東ローマ軍
出典: フリー百科事典『ウィキペディア(Wikipedia)』 (2021/02/02 00:24 UTC 版)
アラブ軍がヤルムーク平野に野営してから数日後、東ローマ軍がガッサーン王ジャバラに率いられた軽装兵を先頭に到着し、ヤルムーク川支流の峡谷の北に宿営地を建設した。ヴァハンは東ローマ軍を東向きに布陣させ、平野の南端のヤルムーク川沿いに配された右翼から、エジプトまで通じるローマ街道が通る平野北部の左翼までの両翼の幅は13キロに及んだ。右翼はグレゴリウス、左翼はブッキナートルが指揮し、中央はヨーロッパ兵とアルメニア兵が固めた。東ローマ帝国の重騎兵として知られるカタフラクトは両翼、中央ともに均等に分配され、各軍団とも歩兵が前面、騎兵が後方に配置された。

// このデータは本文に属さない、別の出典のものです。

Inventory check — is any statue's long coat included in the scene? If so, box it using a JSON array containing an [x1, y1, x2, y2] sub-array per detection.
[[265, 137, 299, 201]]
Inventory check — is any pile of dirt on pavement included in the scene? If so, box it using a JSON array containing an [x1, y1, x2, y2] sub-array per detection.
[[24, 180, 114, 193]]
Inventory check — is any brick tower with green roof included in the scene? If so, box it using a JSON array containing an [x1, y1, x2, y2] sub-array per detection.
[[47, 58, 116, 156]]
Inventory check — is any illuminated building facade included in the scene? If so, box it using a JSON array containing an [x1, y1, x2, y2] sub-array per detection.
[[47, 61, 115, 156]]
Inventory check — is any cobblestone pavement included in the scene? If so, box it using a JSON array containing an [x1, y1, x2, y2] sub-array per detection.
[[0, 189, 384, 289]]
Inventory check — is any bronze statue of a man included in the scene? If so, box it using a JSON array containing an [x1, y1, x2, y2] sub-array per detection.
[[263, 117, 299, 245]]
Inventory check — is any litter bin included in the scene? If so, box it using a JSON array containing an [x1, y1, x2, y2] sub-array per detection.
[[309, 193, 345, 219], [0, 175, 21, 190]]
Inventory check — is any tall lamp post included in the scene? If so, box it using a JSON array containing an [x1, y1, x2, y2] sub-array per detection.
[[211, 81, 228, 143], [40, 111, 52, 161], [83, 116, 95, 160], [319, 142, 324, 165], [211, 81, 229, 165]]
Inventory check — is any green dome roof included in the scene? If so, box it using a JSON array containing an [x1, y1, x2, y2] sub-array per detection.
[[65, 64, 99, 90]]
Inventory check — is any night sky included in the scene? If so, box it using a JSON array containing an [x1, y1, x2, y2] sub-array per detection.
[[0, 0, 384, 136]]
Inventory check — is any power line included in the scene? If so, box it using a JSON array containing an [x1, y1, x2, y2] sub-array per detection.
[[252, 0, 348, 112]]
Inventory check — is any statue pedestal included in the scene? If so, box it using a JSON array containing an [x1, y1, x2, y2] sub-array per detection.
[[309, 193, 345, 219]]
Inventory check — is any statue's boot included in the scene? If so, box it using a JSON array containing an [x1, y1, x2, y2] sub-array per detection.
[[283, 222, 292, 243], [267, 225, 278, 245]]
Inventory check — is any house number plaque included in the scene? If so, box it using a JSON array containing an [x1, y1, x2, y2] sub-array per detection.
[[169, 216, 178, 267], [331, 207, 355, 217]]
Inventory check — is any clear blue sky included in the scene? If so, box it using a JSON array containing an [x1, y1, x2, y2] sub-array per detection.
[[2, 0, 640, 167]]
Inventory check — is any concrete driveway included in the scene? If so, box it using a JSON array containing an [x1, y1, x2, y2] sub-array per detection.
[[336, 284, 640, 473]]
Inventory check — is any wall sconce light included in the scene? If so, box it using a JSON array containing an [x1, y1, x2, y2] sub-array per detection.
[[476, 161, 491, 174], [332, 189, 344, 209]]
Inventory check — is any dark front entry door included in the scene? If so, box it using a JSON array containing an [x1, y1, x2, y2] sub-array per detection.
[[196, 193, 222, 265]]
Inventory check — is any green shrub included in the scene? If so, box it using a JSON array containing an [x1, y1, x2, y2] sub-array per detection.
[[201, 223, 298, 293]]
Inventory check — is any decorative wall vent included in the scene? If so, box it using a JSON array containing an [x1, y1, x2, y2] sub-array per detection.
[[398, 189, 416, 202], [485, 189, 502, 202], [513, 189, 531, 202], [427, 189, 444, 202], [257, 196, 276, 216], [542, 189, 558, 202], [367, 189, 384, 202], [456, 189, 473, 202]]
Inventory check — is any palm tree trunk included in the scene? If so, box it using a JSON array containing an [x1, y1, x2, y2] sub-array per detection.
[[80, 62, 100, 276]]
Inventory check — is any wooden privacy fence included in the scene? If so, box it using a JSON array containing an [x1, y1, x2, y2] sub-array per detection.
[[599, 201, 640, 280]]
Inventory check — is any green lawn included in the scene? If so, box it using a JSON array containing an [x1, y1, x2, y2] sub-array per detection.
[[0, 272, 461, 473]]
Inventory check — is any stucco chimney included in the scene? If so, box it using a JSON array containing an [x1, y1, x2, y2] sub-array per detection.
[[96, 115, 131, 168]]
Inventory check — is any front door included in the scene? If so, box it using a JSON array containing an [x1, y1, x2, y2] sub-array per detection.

馬やラクダに乗ったガッサーン王国のキリスト教徒アラブ兵らは、東ローマ軍主力が到着するまでは前衛として配された。アラブ側史料によると、グレゴリウスのフランク人部隊の戦士たちは10人一組で足を鎖でつなぎ、逃げずにその場で死ぬという誓いを立てたという。鎖は敵騎兵の突撃に対する備えにもなった。 東ローマ軍はこれまで何世紀も、乾坤一擲の大規模会戦を忌避してきた。しかし、ハーリドがアラブ軍をシリア各地から撤退させ兵力をヤルムークに集中したことにより、東ローマ軍はその会戦に引きずり込まれる形になった。大量動員により東ローマ軍の兵站には極端な負荷がかかり、最も近い兵站拠点のダマスカスも、ヤルムーク平原の全軍に十分な物資を送ることができなかった。また、物資調達を巡って現地住民との衝突も絶えなかった。 アンティオキアの宮廷にいたヘラクレイオスは指揮官たちに会戦に打って出ないように命令していたが、ヴァハンがこれに従わないと見るや、アンティオキアの廷臣らは反逆罪などと非難した。戦場の指揮官たちも主導権争いに明け暮れており、ヴァハン、トリトゥリオス、ブッキナートルらの仲は険悪だった上に、戦場周辺の地理に明るいガッサーン国王ジャバラはほとんど無視されていた。ギリシャ兵、アルメニア兵、アラブ兵の間にも不信感が漂い、キリスト教会内部の争いであるカルケドン派(正教会)と単性論との長きにわたる論争も影を落とした。 東ローマ軍の兵装 東ローマ騎兵はスパティオンと呼ばれる長剣と、コンタリオンと呼ばれる軽量の木製ランスで武装した。弓も携行しており、箙には矢を40本入れ、鞍やベルトに吊した。 重装歩兵の武器は短剣と短い槍で、軽歩兵と弓兵は小型の盾を用いた。東ローマ軍歩兵は、ギリシャ・ローマ伝統のテストゥド戦術を採用していた。